Previous studies have shown that the choroid is thicker in the acute phase than in the quiescent phase in ocular BD10,13 and Vogt-Koyanagi-Harada disease14,15 patients. These studies suggest that SCT measurement using EDI-OCT is useful to evaluate and monitor the disease activities in uveitis. In contrast, a previous retrospective study reported that infliximab therapy reduces vascular leakage as established using FA5. Vascular FA leakage has also been useful to evaluate the disease activity in ocular BD patients5.

As expected, the current study demonstrated that both SCT and FA leakage scores in ocular BD patients were significantly higher in the active phase compared with the convalescent phase (Fig. 1).
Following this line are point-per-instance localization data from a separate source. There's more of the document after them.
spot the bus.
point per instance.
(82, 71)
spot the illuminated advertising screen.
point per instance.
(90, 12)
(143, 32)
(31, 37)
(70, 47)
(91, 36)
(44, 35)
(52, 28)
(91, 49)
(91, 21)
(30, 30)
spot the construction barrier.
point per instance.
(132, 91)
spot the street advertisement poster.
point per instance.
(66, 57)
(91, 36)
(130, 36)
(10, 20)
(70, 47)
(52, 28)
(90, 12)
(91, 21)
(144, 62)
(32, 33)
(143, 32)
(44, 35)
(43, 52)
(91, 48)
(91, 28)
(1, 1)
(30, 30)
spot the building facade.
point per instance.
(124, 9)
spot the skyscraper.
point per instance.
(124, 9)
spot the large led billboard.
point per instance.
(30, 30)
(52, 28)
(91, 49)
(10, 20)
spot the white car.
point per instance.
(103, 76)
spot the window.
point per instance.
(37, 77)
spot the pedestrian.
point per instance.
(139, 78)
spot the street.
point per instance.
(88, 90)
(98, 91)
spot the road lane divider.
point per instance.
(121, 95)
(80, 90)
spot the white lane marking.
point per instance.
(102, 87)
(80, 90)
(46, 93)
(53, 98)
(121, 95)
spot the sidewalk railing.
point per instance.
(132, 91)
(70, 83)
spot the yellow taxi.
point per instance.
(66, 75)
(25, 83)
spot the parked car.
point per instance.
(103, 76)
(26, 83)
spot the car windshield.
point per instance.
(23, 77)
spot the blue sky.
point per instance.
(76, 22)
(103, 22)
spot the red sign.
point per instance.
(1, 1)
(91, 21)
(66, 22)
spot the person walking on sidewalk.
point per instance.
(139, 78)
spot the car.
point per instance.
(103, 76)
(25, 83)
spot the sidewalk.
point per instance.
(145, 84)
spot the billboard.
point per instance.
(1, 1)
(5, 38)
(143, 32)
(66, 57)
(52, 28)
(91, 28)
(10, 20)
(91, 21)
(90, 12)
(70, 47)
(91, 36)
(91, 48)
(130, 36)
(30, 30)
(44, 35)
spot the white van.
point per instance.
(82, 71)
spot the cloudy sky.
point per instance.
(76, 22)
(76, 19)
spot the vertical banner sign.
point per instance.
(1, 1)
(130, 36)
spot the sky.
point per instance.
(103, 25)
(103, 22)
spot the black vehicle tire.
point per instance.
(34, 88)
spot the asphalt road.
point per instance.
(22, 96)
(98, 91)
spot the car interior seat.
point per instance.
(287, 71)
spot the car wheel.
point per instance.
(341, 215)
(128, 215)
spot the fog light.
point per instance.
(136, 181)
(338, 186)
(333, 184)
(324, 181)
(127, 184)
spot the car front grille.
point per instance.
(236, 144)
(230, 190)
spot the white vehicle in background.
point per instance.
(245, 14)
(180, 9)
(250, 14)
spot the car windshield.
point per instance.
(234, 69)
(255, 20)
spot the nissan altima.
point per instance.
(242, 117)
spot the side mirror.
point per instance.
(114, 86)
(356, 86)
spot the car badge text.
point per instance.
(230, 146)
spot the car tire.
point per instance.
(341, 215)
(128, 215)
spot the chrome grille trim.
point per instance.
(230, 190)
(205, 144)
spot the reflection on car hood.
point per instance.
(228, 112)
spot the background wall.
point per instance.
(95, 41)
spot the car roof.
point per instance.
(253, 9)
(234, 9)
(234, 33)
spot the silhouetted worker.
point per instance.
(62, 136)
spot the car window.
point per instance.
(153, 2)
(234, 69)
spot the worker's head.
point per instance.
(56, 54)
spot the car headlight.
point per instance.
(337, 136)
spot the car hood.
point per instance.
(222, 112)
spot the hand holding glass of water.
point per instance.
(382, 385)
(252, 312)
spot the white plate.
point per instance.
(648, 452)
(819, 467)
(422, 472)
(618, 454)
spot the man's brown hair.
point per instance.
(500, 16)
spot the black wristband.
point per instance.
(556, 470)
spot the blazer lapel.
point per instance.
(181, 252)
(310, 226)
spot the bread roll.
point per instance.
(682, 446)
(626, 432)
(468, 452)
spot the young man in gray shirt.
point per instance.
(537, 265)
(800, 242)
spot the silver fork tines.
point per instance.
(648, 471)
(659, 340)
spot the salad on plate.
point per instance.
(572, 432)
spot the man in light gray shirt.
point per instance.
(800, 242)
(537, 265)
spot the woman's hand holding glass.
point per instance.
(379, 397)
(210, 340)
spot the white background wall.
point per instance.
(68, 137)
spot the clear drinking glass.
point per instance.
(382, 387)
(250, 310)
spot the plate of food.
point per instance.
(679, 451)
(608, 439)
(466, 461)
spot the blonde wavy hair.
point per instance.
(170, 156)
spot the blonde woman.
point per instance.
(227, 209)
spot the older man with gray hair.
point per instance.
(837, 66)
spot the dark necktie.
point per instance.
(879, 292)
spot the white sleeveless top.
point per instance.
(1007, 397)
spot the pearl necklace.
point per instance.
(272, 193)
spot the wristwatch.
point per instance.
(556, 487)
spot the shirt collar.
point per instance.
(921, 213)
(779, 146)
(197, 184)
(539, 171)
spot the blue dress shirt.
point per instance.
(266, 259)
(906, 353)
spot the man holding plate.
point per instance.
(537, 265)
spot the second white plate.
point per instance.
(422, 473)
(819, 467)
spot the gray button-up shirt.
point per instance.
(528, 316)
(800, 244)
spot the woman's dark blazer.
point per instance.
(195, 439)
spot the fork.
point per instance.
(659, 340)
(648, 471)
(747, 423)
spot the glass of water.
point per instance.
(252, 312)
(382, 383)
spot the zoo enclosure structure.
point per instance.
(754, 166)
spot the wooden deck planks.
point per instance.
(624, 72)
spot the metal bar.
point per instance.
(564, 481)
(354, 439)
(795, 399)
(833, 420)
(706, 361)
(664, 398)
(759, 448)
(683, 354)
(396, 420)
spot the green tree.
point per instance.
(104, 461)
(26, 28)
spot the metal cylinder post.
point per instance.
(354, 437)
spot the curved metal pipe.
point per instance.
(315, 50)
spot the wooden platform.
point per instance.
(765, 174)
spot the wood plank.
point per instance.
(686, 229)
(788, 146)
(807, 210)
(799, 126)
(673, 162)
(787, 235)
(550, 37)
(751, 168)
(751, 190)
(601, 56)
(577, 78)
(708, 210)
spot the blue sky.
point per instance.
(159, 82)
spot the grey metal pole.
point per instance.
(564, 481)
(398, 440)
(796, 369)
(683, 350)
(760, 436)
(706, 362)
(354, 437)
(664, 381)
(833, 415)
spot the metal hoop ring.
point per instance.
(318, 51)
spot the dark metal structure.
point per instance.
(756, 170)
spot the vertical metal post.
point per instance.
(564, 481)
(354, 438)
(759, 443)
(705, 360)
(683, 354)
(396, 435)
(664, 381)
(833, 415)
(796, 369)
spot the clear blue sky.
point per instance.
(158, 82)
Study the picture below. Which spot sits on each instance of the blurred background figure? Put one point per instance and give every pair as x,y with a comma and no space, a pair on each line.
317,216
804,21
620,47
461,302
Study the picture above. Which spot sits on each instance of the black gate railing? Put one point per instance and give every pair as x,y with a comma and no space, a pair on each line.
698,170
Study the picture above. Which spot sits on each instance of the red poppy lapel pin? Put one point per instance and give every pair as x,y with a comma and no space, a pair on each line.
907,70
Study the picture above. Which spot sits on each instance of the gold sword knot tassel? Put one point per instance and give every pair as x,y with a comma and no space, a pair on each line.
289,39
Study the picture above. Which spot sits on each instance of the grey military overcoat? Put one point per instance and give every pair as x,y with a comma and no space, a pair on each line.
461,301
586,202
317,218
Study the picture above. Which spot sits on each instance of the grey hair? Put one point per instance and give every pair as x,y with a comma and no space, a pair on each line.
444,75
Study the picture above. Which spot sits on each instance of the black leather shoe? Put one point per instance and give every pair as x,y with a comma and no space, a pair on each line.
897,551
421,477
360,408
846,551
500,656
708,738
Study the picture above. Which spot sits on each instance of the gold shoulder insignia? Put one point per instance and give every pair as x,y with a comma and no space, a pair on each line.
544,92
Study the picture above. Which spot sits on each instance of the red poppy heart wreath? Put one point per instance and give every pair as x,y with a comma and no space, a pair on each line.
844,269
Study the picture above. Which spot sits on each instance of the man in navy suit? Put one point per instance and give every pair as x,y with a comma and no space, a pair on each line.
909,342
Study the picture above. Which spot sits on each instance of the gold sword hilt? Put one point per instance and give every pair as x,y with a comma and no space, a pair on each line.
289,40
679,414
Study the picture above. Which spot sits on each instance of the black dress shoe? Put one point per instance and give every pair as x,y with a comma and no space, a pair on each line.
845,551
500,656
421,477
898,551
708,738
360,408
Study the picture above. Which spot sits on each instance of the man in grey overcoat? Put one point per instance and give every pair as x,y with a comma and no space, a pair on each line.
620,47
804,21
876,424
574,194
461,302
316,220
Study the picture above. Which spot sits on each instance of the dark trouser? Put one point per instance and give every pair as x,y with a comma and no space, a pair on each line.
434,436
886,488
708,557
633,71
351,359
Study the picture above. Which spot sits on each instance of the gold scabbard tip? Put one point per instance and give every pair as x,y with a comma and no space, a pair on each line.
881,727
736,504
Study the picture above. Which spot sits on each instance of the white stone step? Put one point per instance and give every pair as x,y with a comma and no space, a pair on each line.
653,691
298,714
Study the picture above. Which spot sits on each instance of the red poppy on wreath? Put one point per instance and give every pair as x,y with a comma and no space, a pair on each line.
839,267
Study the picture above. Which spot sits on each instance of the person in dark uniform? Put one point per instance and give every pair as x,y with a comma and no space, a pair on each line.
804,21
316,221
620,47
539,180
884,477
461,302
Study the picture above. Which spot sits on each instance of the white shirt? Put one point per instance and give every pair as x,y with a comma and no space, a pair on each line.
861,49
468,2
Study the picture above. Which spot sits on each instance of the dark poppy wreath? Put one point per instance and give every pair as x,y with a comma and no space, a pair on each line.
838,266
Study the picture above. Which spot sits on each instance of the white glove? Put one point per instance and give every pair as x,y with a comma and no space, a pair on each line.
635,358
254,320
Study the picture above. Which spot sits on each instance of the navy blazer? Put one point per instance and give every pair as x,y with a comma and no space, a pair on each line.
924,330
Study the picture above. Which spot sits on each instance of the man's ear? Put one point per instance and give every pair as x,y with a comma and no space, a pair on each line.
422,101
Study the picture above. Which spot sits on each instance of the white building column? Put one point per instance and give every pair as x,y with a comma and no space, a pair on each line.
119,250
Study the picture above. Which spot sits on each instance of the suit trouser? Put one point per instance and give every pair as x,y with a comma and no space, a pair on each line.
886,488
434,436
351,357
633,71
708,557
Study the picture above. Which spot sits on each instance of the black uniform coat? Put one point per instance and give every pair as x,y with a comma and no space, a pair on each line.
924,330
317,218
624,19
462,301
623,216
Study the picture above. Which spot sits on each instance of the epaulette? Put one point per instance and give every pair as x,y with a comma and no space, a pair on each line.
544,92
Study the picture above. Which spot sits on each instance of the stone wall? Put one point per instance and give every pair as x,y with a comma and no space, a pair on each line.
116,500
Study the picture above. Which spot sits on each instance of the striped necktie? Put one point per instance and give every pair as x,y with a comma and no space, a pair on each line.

For FA leakage, this finding was confirmed for all investigated retinal locations, i.e., the peripheral retina, macula, and optic disc (Fig. 2). Our investigation of the relationship between the changes in SCT and FA leakage scores in the active and convalescent phases demonstrated that the changes in vascular FA leakage from the macula, but not the peripheral retina or the optic disc, were significantly correlated with the corresponding changes in SCT (Fig. 4).

It is well-known that atrophy of the macula or optic disc is one of the complications leading to vision deterioration in ocular BD patients16. Macular and optic disc atrophy are assumed to be attributed to retinal vasculitis and papillitis, which can be identified using FA17. The current study demonstrates that SCT measurement may be a useful tool to monitor the inflammatory activities in the posterior pole of the fundus, raising the possibility to detect early signs of macular atrophy in ocular BD patients. Furthermore, SCT is a non-invasive examination technique that does not depend on the use of a fluorescein dye. Consequently, SCT measurement using EDI-OCT may be a valuable choice to evaluate retinal vasculitis near the macula in BD uveitis.

This study has several limitations. First, this investigation was conducted retrospectively. Second, the study results may not be applicable to subjects who have undergone ocular surgery or those with chorioretinal atrophy, highly myopic eyes, and other retinal or choroidal diseases. Third, this study was performed at a single institute, and the number of enrolled study subjects was low. Further investigations are necessary to clarify the site-specific relationship of SCT and leakage in FA in BD uveitis.

In conclusion, SCT and FA leakage scores were significantly increased in the active compared with the convalescent phase. The changes in SCT were significantly associated with the changes in FA leakage scores, especially in the macula region. Therefore, SCT measurement may be a potentially valuable and non-invasive approach for evaluating inflammation near the macula in Behçet’s uveitis.